A highly versatile blank canvas, a shirtdress can take you from day to night and back. First gaining popularity in the '40s, this is a piece that should exist, in some incarnation, in the wardrobes of every style-conscious woman in 2011. I recommend the shirtdress to a lot of my Haute Closet clients, be it a specimen by The Row, as shown here, or something from American Apparel, DVF, vintage, or better. It can be forgiving, always feminine, and tough enough to stand up in a boardroom. Buying a well-made, high-quality basic like this one will prove its worth in no time. When I walked into Chalk and saw this piece from The Row’s Pre-Fall 2011 Collection, it was a gift for our collective all-season wardrobe and a god-send in the realm of basics. With its slightly flared skirt and exquisite tailoring, the garment has a delicious bit of stretch and a barely there sheen allowing it to transform seamlessly into the closets and onto the bodies of very different women.

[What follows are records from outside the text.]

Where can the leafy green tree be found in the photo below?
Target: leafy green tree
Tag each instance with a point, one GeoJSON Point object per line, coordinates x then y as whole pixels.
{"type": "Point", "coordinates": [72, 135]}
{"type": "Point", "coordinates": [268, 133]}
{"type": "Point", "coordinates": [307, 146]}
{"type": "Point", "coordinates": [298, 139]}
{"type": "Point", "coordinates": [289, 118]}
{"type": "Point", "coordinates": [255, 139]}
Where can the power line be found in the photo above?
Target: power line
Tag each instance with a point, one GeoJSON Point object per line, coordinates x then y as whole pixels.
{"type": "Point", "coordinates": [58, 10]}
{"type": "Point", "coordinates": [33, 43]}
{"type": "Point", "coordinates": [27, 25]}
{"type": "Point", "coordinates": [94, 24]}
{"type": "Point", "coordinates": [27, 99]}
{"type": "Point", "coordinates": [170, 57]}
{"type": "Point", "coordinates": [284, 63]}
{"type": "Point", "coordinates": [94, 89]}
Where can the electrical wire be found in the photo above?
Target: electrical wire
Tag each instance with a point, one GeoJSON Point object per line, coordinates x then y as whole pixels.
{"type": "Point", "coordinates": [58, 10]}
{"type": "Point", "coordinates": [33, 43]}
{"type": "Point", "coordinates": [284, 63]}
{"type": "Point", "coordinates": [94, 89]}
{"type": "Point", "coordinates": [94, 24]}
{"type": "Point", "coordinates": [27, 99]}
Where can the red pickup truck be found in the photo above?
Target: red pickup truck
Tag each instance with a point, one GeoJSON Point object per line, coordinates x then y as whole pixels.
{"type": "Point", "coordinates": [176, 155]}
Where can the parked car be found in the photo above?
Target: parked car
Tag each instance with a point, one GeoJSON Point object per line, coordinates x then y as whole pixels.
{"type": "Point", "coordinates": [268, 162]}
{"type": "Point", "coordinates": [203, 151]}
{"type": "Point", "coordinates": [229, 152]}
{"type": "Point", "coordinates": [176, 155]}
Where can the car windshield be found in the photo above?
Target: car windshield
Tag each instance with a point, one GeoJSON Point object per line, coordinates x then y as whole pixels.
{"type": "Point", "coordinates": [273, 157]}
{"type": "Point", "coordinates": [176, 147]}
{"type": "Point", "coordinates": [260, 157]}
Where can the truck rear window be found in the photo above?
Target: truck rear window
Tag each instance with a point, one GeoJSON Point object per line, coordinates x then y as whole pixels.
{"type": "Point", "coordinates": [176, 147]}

You can wear just about every accessory in your closet with a shirtdress and a little creativity: The dress can be buttoned all the way up or all the way down, the belt can be of any material, the shoes can be substituted, the list goes on and on. The most important thing to remember when choosing a shirtdress is less is best. The perfect specimen will be devoid of extras like ruffles and attached belts and should always button all the way down. Prints are okay if it’s one that doesn’t need to be the center of attention. Essentially, and this is true for all basics, extra flourishes severely limit your options for transforming a piece. Additionally, when choosing a basic like a shirtdress, always keep these three things in mind (especially if you’re on a limited budget!):
1. Quality: Don’t buy basics in bad (read: unbreathable or impossibly delicate) fabrics and make sure seams and buttons are well-sewn. Be sure the garment is easy to care for; otherwise, your newly beloved will be on its way to the trash can faster than designer ripoffs hit the floor.
2. Fit: Every basic you buy should fit like it was made for you; not uncomfortable, not too tight, not too fussy. There are so many options out there, so you shouldn’t buy anything that doesn’t make you feel like a bombshell when you slip it on. Fit is the secret to every successful look. Don't go blindly into buying—the fit is your friend and so is the mirror, if not the salesperson…
3. Application: If you’ve followed the tips above, you’ve already sunk time into your purchase, so make sure it’s worth it! A new basic should be able to work with multiple pieces already in your closet.